Depuis que l’on m’a rangé soigneusement au placard j’ai compris qu’il ne tient qu’à soi de n’être pas au rencart. Ce temps m’a beaucoup appris. La patience et un réel détachement. Je carbure à plein régime. Je suis ma petite entreprise à moi seul et je n’ai nullement l’intention de partir à la retraite. Bien sûr, comme tout le monde, je ferai valoir mes droits à la retraite le moment venu mais, tant que j’aurai la santé et toute ma tête, je ne marquerai aucune rupture avec ma vie d’avant. Alors ce matin plutôt que de fredonner avec Jane Birkin « ex-fan des sixteen » je vais, pour fêter mes soixante-ans, vous parler de ces soixante années écoulés au travers de la vie, plus exactement de la passion, de celle qui m’a porté et enfanté : ma couturière de mère, Berthe Gravouil de la Chapelle-Achard : la mode. Celle que l’on qualifie de vintage – rien à voir avec le Porto – tous ces vêtements, accessoires de mode, bijoux qui vont des années 50 aux années 80 dont on recherche aujourd’hui les pièces restantes.
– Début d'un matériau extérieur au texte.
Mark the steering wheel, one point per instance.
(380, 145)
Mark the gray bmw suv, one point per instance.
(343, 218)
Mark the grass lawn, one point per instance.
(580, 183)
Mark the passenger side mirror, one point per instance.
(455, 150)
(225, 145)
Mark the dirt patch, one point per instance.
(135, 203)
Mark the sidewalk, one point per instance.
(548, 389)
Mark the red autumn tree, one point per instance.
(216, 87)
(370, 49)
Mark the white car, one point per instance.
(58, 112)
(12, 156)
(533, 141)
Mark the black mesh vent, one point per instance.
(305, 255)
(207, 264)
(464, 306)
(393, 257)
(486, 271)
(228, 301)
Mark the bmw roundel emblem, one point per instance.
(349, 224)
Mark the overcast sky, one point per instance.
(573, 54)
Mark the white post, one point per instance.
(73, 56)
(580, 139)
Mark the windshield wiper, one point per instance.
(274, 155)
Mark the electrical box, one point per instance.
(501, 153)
C’est un vrai défi que de parler chiffons à un public majoritairement masculin mais je le relève car la mode, et celle des années 60-80 tout particulièrement, hume l’air du temps, initie les tendances, et en se démocratisant elle est vraiment dans la vie des gens comme le vin qui, tout en gardant ses valeurs, s’éloigne de plus en plus du pur cercle des initiés.
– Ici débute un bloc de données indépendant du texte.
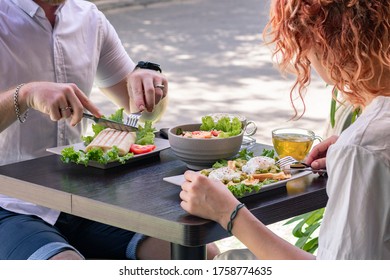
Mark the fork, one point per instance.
(288, 160)
(289, 163)
(132, 119)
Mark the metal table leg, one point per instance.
(180, 252)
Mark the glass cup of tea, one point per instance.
(295, 142)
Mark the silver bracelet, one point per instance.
(16, 104)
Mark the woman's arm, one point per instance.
(212, 200)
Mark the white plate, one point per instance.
(179, 180)
(161, 144)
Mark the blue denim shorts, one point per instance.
(25, 237)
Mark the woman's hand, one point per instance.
(317, 157)
(58, 100)
(207, 198)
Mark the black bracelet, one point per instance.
(233, 216)
(149, 65)
(21, 118)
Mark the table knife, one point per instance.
(110, 123)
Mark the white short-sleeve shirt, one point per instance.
(81, 48)
(356, 223)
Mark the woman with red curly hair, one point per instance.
(347, 43)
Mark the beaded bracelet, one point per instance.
(233, 216)
(16, 104)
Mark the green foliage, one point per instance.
(307, 224)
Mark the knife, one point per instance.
(110, 123)
(305, 169)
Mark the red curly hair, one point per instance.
(350, 38)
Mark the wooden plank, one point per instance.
(34, 193)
Je fus conçu en 1947. Maman, elle, était née, à l’aube des années 20. Les femmes se libèraient du corset, les tailles s’abaissaient, les robes s’élèvaient au-dessus du genou. C'étaient les années folles. C’était aussi le temps des garçonnes. Les seins sont plaqués aux corps afin de dissimuler les formes et l’allure est jeune et asexuée. Les cheveux sont courts. Les femmes font du sport, lisent les premiers magazines féminins. Jean Patou et Gabrielle « Coco » Chanel imaginent le premier style féminin. Quand elle fait son apprentissage, maman, au travers des gens des châteaux et des femmes de notables, sent déjà la mode de Paris en tirant l’aiguille. Les années 30, en rupture avec l’androgynie, vont mettre en valeur les formes féminines d’une façon provocatrice. Les premières robes dos nu dévoilent les épaules et les coupes en biais épousent les formes. C’est le temps des stars d’Hollywood. Après le krach de 1929 on revient à plus de retenue et l’élégance est incarnée par des vedettes comme Katherine Hepburn. Les années 40, en grande partie dévorées par le 2d conflit mondial, vont propulser les femmes – aux USA surtout – dans le monde du travail. Les usines de confection sont mobilisées pour l’effort de guerre. Les tissus synthétiques triomphent : le bas de soie est détrôné par le bas nylon. C’est la naissance du prêt-à-porter américain, fonctionnel, coloré, confortable, utilisant des tissus tels que vichy, coton et denim.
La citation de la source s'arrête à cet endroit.